可以针对不同的集群类型配置不同的资源策略,并以权重的形式进行优先级区分
易于扩展
目标
不同类型的资源可以配置不同的策略,以权重的形式对其进行优先级区分
防止未申请稀缺资源的Pod被调度到资源稀缺的节点。
非目标
- None.
提议
扩展两个插件即可满足上述需求
- NodeResourcesFitPlus
- ScarceResourceAvoidance
设计细节
NodeResourcesFitPlus
config:
resources:
nvidia.com/gpu:
type: MostAllocated
weight: 2
cpu:
type: LeastAllocated
weight: 1
memory:
type: LeastAllocated
weight: 1
策略描述:
node打分公式:
finalScoreNode = [(weight1 * resource1) + (weight2 * resource2) + … + (weightN* resourceN)] /(weight1+weight2+ … +weightN)
ScarceResourceAvoidance
config:
resources:
- nvidia.com/gpu
策略描述:
- 获取pod申请的资源类型和节点可分配的资源类型列表
- node多余资源类型 = node总资源类型-pod申请资源类型
- node多余资源类型中核心资源类型个数=node多余资源类型与核心资源类型列表取交集
- node多余资源类型中核心资源类型个数越多,分数越低
node打分公式:
finalScoreNode = (allocatablesResourcesNum - requestsResourcesNum) * framework.MaxNodeScore / allocatablesResourcesNum
例子
调度器配置
profiles:
- pluginConfig:
- args:
apiVersion: kubescheduler.config.k8s.io/v1
kind: ResourceTypesArgs
resources:
nvidia.com/gpu:
type: MostAllocated
weight: 2
cpu:
type: LeastAllocated
weight: 1
memory:
type: LeastAllocated
weight: 1
name: NodeResourcesFitPlus
- args:
apiVersion: kubescheduler.config.k8s.io/v1
kind: ScarceResourceAvoidanceArgs
resources:
- nvidia.com/gpu
name: ScarceResourceAvoidance
plugins:
score:
enabled:
- name: NodeResourcesFitPlus
weight: 2
- name: ScarceResourceAvoidance
weight: 2
disabled:
- name: "*"
schedulerName: koord-scheduler
gpu
deployment资源申请
apiVersion: apps/v1
kind: Deployment
metadata:
name: test-scheduler1
spec:
replicas: 1
selector:
matchLabels:
app: test-scheduler1
template:
metadata:
labels:
app: test-scheduler1
spec:
schedulerName: koord-scheduler
containers:
- image: dockerpull.com/nginx
imagePullPolicy: IfNotPresent
name: nginx
ports:
- containerPort: 80
resources:
requests:
cpu: "100"
memory: "100"
nvidia.com/gpu: 2
limits:
cpu: "100"
memory: "100"
nvidia.com/gpu: 2
节点分配率信息
node1: cpu 58%, memory 21%, nvidia.com/gpu 6 (共8卡)

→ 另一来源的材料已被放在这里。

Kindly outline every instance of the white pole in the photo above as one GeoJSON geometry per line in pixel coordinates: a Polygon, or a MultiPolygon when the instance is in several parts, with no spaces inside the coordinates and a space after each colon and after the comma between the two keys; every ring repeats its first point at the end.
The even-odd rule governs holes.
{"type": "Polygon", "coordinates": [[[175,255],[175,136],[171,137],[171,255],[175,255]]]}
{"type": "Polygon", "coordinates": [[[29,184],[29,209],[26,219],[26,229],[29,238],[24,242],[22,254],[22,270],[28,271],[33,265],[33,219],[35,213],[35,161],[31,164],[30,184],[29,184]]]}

node2: cpu 22%, memory 5%, nvidia.com/gpu 0 (共8卡)
结果: 优先GPU机器并且聚拢GPU资源
日志查看 => Top10 scores for pod
| # | Pod | Node | Score | NodeResourcesFitPlus | ScarceResourceAvoidance |
| 0 | test-scheduler1-xxx | node1 | 358 | 158 | 200 |
| 1 | test-scheduler1-xxx | node2 | 296 | 96 | 200 |
cpu
deployment资源申请
apiVersion: apps/v1
kind: Deployment
metadata:
name: test-scheduler1
spec:
replicas: 1
selector:
matchLabels:
app: test-scheduler1
template:
metadata:
labels:
app: test-scheduler1
spec:
schedulerName: koord-scheduler
containers:
- image: dockerpull.com/nginx
imagePullPolicy: IfNotPresent
name: nginx
ports:
- containerPort: 80
resources:
requests:
cpu: "100"
memory: "100"
limits:
cpu: "100"
memory: "100"
节点分配率信息
node1: cpu 22%, memory 10%, nvidia.com/gpu 6 (共8卡)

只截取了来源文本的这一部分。